我只是用Open XML SDK的DOM方法阅读一个大的xlsx文件。 它工作正常; 然而,这需要永远。 所以我想用SAX方法做同样的事情。 但是,我没有得到这个。 我在DOM方法中做的是为工作簿中的每个工作表获取工作表的名称。 然后我假定第一行有所有的列名。 接下来,我创build一个具有所有第一行中列出的属性的类。 之后,我读了其余的行。 对于每一行,我创build一个新的对象与我dynamic创build的自定义类。 然后,我遍历行中的每个单元格,以使用我得到的值填充对象。

这里是我用来完成我刚刚使用DOM方法描述的任务的代码。

public static List<Object> ConvertExcelArchiveToListObjects(string filePath) { ... using (SpreadsheetDocument spreadsheetDocument = SpreadsheetDocument.Open(filePath, false)) { WorkbookPart wbPart = spreadsheetDocument.WorkbookPart; Sheets theSheets = wbPart.Workbook.Sheets; SharedStringTablePart sstPart = spreadsheetDocument.WorkbookPart.GetPartsOfType<SharedStringTablePart>().FirstOrDefault(); ... var sheets = wbPart.Workbook.Sheets.Cast<Sheet>().ToList(); foreach (WorksheetPart worksheetpart in wbPart.WorksheetParts) { Worksheet worksheet = worksheetpart.Worksheet; string partRelationshipId = wbPart.GetIdOfPart(worksheetpart); var correspondingSheet = sheets.FirstOrDefault( s => s.Id.HasValue && s.Id.Value == partRelationshipId); Debug.Assert(correspondingSheet != null); // Grab the sheet name string sheetName = correspondingSheet.GetAttribute("name", "").Value; ... dynamic expandoObjectClass = new ExpandoObject(); List<Object> listObjectsCustomClasses = new List<Object>(); foreach (var dataRow in rowContent) { Type generatedType = typeBuilder.CreateType(); object generatedObject = Activator.CreateInstance(generatedType); PropertyInfo[] properties = generatedType.GetProperties(); int propertiesCounter = 0; // Loop over the values that we will assign to the properties var rowCells = dataRow.Descendants<Cell>(); var value = string.Empty; foreach (var rowCell in rowCells) { if (rowCell.DataType != null && rowCell.DataType.HasValue && rowCell.DataType == CellValues.SharedString && int.Parse(rowCell.CellValue.InnerText) < ssTable.ChildElements.Count) { value = ssTable.ChildElements[int.Parse(rowCell.CellValue.InnerText)].InnerText ?? string.Empty; } else { if (rowCell.CellValue != null && rowCell.CellValue.InnerText != null) { value = rowCell.CellValue.InnerText; } else { value = string.Empty; } } properties[propertiesCounter].SetValue(generatedObject, value, null); propertiesCounter++; } listObjectsCustomClasses.Add(generatedObject); } listObjects.Add(listObjectsCustomClasses); } } DateTime end = DateTime.UtcNow; Console.WriteLine("Measured time: " + (end - begin).TotalMinutes + " minutes."); return listObjects; } 

但是,每当我读取大的xlsx文件(大于30 MB的大小),上述方法需要花费大量的时间来执行。 我已经写了这段代码,至less得到行,而不深入挖掘每一行中的单元格。

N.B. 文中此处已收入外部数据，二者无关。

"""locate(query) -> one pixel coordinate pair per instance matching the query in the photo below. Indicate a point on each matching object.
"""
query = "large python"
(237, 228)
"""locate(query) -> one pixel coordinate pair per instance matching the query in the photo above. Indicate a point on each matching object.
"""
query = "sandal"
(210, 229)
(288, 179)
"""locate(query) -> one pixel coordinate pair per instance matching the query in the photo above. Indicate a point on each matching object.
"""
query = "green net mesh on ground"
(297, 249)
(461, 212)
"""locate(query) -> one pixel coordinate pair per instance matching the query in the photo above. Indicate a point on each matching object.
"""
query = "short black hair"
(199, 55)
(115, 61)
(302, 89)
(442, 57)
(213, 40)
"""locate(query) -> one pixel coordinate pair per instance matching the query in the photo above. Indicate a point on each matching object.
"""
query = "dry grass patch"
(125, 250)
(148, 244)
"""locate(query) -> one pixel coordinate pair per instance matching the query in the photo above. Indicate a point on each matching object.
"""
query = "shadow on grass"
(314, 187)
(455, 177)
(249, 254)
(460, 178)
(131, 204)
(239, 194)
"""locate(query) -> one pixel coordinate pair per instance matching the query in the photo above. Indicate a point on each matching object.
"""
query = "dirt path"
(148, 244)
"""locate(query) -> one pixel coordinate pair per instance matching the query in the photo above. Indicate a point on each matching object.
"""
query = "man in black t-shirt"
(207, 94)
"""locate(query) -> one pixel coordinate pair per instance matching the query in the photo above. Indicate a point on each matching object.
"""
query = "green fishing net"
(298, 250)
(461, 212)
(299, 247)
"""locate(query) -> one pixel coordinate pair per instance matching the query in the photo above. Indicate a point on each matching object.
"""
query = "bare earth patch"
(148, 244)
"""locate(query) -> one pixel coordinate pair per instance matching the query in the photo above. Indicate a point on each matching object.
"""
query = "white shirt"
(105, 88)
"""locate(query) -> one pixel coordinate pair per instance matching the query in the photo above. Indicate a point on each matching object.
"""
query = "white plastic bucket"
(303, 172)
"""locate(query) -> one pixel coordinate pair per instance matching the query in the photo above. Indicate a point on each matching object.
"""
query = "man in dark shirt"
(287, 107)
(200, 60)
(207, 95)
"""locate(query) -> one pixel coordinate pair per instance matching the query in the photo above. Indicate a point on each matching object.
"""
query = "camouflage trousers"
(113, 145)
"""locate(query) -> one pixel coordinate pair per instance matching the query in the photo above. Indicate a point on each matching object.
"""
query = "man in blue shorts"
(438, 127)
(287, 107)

 public static List<Object> ConvertExcelArchiveToListObjectsSAXApproach(string filePath) { DateTime begin = DateTime.UtcNow; List<Object> listObjects = new List<Object>(); using (SpreadsheetDocument spreadsheetDocument = SpreadsheetDocument.Open(filePath, false)) { WorkbookPart wbPart = spreadsheetDocument.WorkbookPart; Sheets theSheets = wbPart.Workbook.Sheets; SharedStringTablePart sstPart = spreadsheetDocument.WorkbookPart.GetPartsOfType<SharedStringTablePart>().FirstOrDefault(); SharedStringTable ssTable = null; if (sstPart != null) ssTable = sstPart.SharedStringTable; // Get the CellFormats for cells without defined data types WorkbookStylesPart workbookStylesPart = spreadsheetDocument.WorkbookPart.GetPartsOfType<WorkbookStylesPart>().First(); CellFormats cellFormats = (CellFormats)workbookStylesPart.Stylesheet.CellFormats; var sheets = wbPart.Workbook.Sheets.Cast<Sheet>().ToList(); foreach (WorksheetPart worksheetpart in wbPart.WorksheetParts) { //Worksheet worksheet = worksheetpart.Worksheet; OpenXmlPartReader reader = new OpenXmlPartReader(worksheetpart); bool firstRow = false; while (reader.Read()) { if (reader.ElementType == typeof(Row)) { ... } if (reader.ElementType != typeof(Worksheet)) // Dont' want to skip the contents of the worksheet reader.Skip(); // Skip contents of any node before finding the first row. } DateTime end = DateTime.UtcNow; Console.WriteLine("Measured time: " + (end - begin).TotalMinutes + " minutes."); return listObjects; } 

但是,我设置的断点

 if (reader.ElementType == typeof(Row)) { ... } 

甚至没有被击中。 任何想法,我在想什么? 谢谢!

你看到线程中的代码使用OpenXmlReader 。 代码正在做你正在做的事情。